Just then Fafhrd, cruelly clawed or bit by the kitten, let off a most piteous groan indeed with a dreadful high note in it, and the Mouser said impulsively, “Dear Princess, first chase me that were-cat from my large friend, for I fear it will be his blinding and death’s bane, and then we shall discourse of our great loves to the end of eternity.”

“That is what I mean,” Hisvet said softly and reproachfully. “If you loved me truly for myself, Gray Mouser, you would not care a feather if your closest friend or your wife or mother or child were tortured and done to death before your eyes, so long as my eyes were upon you and I touched you with my fingertips. With my kisses on your lips and my slim hands playing about you, my whole person accepting and welcoming you, you could watch your large friend there scratched to blindness and death by a cat—or mayhap eaten alive by rats—and be utterly content. I have touched few things in this world, Gray Mouser. I have touched no man, or male demon or larger male beast, save by the proxy of Frix. Remember that, Gray Mouser.”

“To be sure, Dear Light of my Life!” the Mouser replied most spiritedly, certain now of the sort of self-adoring madness with which he had to deal, since he had a touch of the same mania and so was well-acquainted with it. “Let the barbarian bleed to death by pinpricks! Let the cat have his eyes! Let the rats banquet on him to his bones! What skills it while we trade sweet words and caresses, discoursing to each other with our entire bodies and our whole souls!”

Meanwhile, however, he had started to saw again most fiercely with his now-dulled coin, unmindful of Hisvet’s eyes upon him. It joyed him to feel Cat’s Claw lying against his ribs.

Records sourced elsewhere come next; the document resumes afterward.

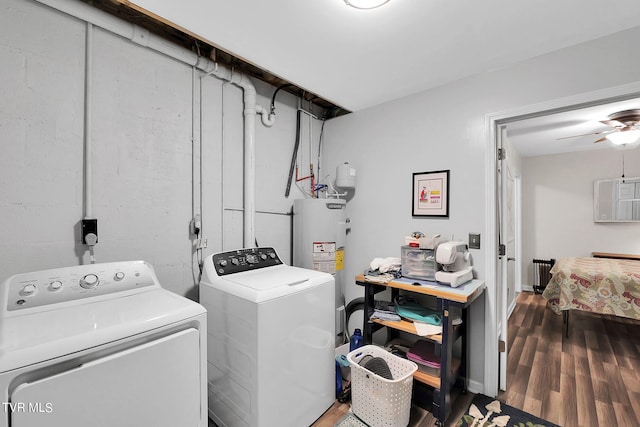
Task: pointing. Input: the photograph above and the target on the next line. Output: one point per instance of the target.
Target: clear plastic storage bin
(418, 263)
(378, 401)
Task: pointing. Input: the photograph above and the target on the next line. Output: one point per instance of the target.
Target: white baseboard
(475, 387)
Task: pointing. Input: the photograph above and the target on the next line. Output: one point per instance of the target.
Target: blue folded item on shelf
(411, 310)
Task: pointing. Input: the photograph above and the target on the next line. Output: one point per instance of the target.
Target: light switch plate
(474, 240)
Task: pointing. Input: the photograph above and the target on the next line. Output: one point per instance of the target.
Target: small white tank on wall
(319, 233)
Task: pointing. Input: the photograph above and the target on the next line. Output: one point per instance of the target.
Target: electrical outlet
(474, 240)
(90, 228)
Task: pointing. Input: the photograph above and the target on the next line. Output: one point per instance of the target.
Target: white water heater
(320, 227)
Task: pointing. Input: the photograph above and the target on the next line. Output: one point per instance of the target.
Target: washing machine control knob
(56, 285)
(29, 290)
(89, 281)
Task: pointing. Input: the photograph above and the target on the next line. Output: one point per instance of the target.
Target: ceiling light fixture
(365, 4)
(625, 136)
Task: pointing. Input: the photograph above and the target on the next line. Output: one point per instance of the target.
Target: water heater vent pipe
(144, 38)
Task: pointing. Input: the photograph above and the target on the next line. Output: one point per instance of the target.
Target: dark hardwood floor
(590, 379)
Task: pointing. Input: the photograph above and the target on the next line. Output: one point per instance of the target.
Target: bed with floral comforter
(599, 285)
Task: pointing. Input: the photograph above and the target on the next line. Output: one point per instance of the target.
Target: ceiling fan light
(624, 137)
(365, 4)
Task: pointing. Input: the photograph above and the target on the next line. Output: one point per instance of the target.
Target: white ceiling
(360, 58)
(540, 135)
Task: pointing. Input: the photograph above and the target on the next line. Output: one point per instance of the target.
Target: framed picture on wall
(431, 194)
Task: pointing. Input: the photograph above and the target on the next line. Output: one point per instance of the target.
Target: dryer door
(154, 384)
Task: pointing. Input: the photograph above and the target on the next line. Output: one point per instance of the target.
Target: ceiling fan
(626, 128)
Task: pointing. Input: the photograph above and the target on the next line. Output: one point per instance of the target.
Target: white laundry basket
(378, 401)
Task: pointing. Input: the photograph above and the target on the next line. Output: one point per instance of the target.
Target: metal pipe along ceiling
(144, 38)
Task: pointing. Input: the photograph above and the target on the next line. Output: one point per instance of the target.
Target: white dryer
(100, 345)
(271, 340)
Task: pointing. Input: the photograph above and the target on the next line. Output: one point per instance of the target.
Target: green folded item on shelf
(413, 311)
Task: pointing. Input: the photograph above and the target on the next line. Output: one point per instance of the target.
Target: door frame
(492, 121)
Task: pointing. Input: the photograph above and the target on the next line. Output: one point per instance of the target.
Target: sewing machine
(455, 260)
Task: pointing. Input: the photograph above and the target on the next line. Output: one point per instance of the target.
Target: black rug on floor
(487, 411)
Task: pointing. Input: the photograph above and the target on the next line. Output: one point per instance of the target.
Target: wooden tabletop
(464, 293)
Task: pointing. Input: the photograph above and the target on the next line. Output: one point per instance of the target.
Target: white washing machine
(100, 345)
(271, 340)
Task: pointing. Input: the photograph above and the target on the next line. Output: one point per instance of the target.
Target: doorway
(495, 304)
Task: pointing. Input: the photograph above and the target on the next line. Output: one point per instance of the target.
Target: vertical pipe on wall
(88, 202)
(144, 38)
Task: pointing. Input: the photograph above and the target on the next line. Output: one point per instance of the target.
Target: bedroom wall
(166, 145)
(444, 128)
(557, 206)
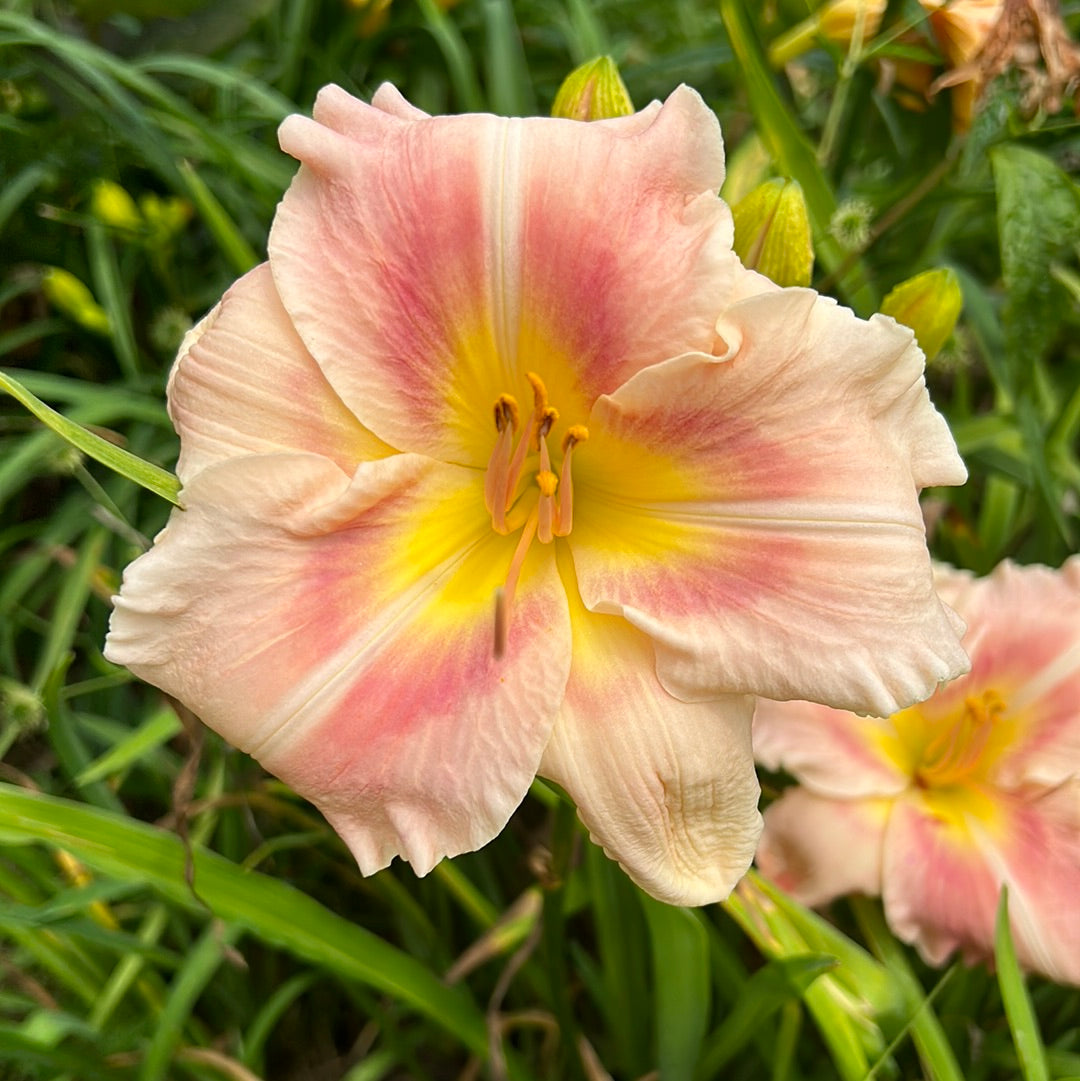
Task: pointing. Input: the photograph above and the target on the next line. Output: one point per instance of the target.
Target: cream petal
(817, 849)
(454, 254)
(244, 384)
(943, 876)
(665, 787)
(342, 631)
(832, 752)
(757, 514)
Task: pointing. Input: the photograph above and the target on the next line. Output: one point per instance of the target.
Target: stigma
(522, 488)
(960, 749)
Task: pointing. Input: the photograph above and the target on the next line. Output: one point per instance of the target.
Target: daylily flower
(962, 28)
(940, 805)
(503, 464)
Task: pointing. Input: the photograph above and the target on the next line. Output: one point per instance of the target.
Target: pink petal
(244, 384)
(1024, 640)
(757, 515)
(342, 631)
(832, 752)
(818, 849)
(943, 875)
(668, 789)
(454, 254)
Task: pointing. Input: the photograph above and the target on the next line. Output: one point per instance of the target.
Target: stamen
(506, 412)
(957, 750)
(540, 391)
(547, 482)
(547, 421)
(577, 434)
(504, 596)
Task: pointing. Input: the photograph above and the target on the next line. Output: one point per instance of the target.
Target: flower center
(551, 514)
(960, 749)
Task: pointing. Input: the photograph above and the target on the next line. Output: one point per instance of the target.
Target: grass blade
(1018, 1010)
(150, 477)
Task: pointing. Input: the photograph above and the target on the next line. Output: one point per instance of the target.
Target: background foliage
(235, 938)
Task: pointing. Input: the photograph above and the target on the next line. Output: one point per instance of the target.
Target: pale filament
(955, 753)
(551, 516)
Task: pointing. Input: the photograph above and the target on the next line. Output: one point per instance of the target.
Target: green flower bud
(111, 205)
(747, 165)
(772, 232)
(595, 91)
(164, 215)
(836, 21)
(72, 297)
(22, 711)
(930, 304)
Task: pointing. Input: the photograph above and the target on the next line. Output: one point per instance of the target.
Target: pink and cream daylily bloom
(504, 465)
(940, 805)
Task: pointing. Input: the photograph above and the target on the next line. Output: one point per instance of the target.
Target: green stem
(563, 829)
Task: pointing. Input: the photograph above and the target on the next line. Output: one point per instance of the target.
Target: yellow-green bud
(930, 304)
(836, 21)
(772, 232)
(747, 165)
(164, 215)
(595, 91)
(72, 297)
(22, 711)
(111, 205)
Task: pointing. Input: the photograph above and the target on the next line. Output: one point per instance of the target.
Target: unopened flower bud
(165, 215)
(836, 21)
(595, 91)
(747, 165)
(75, 299)
(772, 232)
(111, 205)
(851, 224)
(22, 710)
(930, 304)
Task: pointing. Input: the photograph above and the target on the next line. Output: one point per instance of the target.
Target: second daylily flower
(940, 805)
(503, 464)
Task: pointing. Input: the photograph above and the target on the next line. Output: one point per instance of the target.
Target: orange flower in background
(504, 465)
(962, 28)
(940, 805)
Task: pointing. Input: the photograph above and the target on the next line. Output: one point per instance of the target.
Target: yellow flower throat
(964, 749)
(552, 514)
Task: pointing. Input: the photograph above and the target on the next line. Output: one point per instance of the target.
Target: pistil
(955, 753)
(551, 516)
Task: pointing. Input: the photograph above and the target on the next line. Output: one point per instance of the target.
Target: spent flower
(937, 806)
(503, 465)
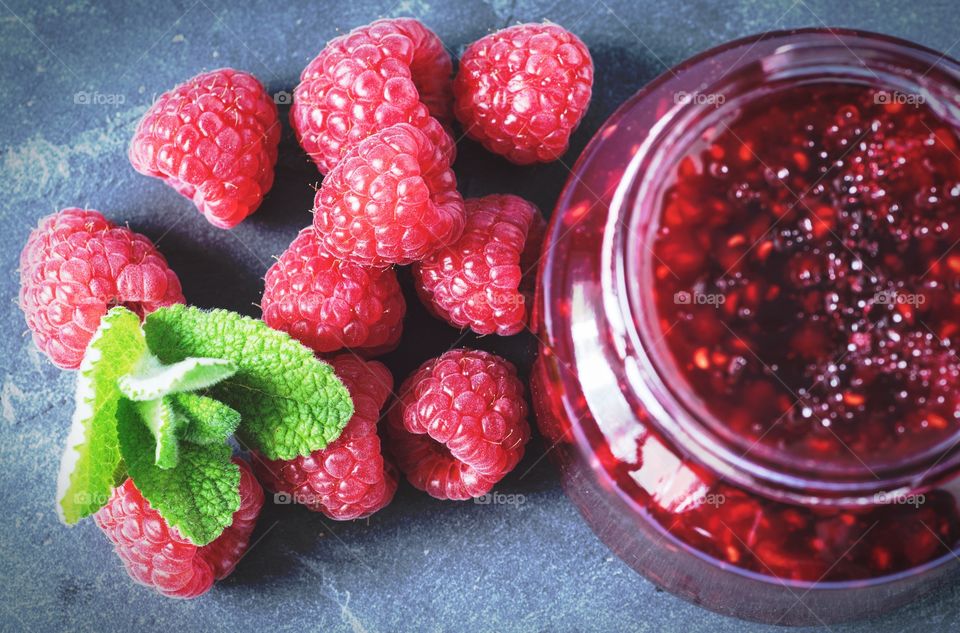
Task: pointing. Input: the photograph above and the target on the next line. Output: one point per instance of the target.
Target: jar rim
(841, 53)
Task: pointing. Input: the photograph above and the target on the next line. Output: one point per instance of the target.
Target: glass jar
(694, 483)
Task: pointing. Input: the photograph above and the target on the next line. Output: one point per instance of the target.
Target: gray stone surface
(420, 565)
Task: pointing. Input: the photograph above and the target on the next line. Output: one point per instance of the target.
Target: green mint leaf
(150, 379)
(160, 418)
(290, 402)
(91, 465)
(203, 420)
(198, 496)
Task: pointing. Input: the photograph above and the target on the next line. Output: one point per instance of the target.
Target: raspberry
(349, 479)
(327, 303)
(460, 424)
(484, 280)
(74, 267)
(522, 91)
(392, 200)
(214, 139)
(390, 71)
(157, 556)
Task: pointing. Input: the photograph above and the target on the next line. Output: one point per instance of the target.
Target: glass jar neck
(628, 277)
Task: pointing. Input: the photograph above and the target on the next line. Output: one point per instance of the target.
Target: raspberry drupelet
(157, 556)
(349, 479)
(327, 303)
(393, 199)
(214, 139)
(390, 71)
(485, 280)
(460, 425)
(522, 91)
(74, 267)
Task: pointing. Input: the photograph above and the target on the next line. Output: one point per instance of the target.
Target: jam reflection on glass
(806, 276)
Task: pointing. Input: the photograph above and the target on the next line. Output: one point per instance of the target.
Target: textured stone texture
(420, 565)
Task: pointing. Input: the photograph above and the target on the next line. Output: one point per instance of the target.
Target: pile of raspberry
(376, 111)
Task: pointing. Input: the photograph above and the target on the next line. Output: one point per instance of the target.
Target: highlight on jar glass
(749, 319)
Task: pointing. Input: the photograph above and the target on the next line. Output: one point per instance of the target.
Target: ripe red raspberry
(523, 90)
(214, 139)
(393, 199)
(74, 267)
(349, 479)
(390, 71)
(157, 556)
(485, 280)
(460, 424)
(328, 303)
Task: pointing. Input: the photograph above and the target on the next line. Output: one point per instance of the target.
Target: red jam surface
(806, 284)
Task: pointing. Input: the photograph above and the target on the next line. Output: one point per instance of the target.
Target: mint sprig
(198, 496)
(90, 466)
(290, 402)
(157, 402)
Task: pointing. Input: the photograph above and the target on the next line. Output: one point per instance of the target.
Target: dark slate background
(419, 565)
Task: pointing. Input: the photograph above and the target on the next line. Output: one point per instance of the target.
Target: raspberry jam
(749, 316)
(806, 282)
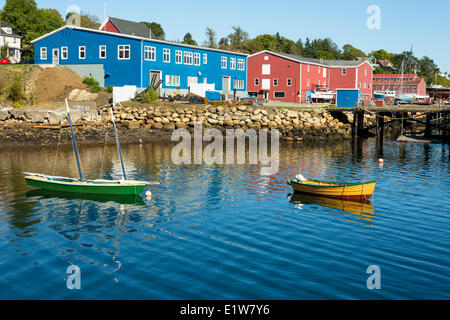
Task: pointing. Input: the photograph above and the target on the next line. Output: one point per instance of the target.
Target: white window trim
(197, 55)
(118, 51)
(43, 50)
(66, 50)
(100, 52)
(166, 53)
(188, 54)
(79, 52)
(178, 54)
(151, 51)
(224, 63)
(233, 63)
(241, 64)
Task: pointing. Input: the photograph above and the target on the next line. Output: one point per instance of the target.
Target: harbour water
(226, 231)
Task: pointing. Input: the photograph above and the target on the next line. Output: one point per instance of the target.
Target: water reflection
(360, 211)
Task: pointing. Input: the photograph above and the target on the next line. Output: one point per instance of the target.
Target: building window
(188, 57)
(197, 59)
(178, 57)
(102, 52)
(43, 53)
(266, 69)
(82, 52)
(64, 53)
(232, 63)
(166, 55)
(241, 64)
(150, 53)
(224, 63)
(239, 84)
(172, 81)
(123, 52)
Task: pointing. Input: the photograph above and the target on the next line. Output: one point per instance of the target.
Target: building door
(226, 84)
(155, 79)
(55, 56)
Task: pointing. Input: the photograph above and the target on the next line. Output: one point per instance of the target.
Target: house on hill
(12, 40)
(127, 55)
(289, 78)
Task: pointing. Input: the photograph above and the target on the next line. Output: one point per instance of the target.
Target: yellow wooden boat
(346, 191)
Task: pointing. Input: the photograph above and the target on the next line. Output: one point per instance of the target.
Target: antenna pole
(73, 141)
(118, 144)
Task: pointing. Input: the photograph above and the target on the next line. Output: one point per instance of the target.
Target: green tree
(157, 30)
(30, 22)
(238, 39)
(188, 40)
(211, 41)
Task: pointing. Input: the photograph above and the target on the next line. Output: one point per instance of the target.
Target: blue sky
(425, 25)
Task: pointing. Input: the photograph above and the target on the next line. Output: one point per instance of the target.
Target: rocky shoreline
(140, 123)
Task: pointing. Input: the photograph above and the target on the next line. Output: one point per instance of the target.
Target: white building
(13, 40)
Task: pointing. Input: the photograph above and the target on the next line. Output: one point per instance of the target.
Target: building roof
(320, 62)
(12, 34)
(131, 28)
(385, 63)
(115, 34)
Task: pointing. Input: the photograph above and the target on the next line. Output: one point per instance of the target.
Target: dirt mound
(52, 84)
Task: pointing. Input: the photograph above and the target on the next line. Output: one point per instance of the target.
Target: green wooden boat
(105, 187)
(74, 185)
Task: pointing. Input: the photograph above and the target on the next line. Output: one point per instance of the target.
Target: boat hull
(85, 188)
(349, 191)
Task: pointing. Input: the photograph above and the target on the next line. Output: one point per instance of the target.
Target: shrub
(15, 91)
(150, 96)
(90, 81)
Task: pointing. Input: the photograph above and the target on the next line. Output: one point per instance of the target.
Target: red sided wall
(312, 78)
(110, 27)
(281, 69)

“That’s spoken like my own true Mouser,” Hisvet said with most melting tenderness, brushing her fingers so close to his cheek that he could feel the tiny chill zephyr of their passage. Then, turning, she called, “Holla, Frix! Send to me Skwee and the White Company. Each may bring with him two black comrades of his own choice. I have somewhat of a reward for them, somewhat of a special treat. Skwee! Skwee-skwee-skwee!”

What would have happened then, both instantly and ultimately, is impossible to say, for at that moment Frix hailed, “Ahoy!” into the fog and called happily down, “A black sail, oh Blessed Demoiselle, it is your father!”

Out of the pearly fog to starboard came the shark’s-fin triangle of the upper portion of a black sail, running alongside Squid aft of the dragging brown mainsail. Two boathooks, a small ship’s length apart, came up and clamped down on the starboard middeck rail while the black sail flapped. Frix came running lightly forward and secured to the rail midway between the boathooks the top of a rope ladder next heaved up from the black cutter (for surely this must be that dire craft, the Mouser thought).

Then up the ladder and over the rail came nimbly an old man of Lankhmar dressed all in black leather and on his left shoulder a white rat clinging with right forepaw to a cheek-flap of his black leather cap. He was followed swiftly by two lean bald Mingols with faces yellow-brown as old lemons, each shoulder-bearing a large black rat that steadied itself by a yellow ear.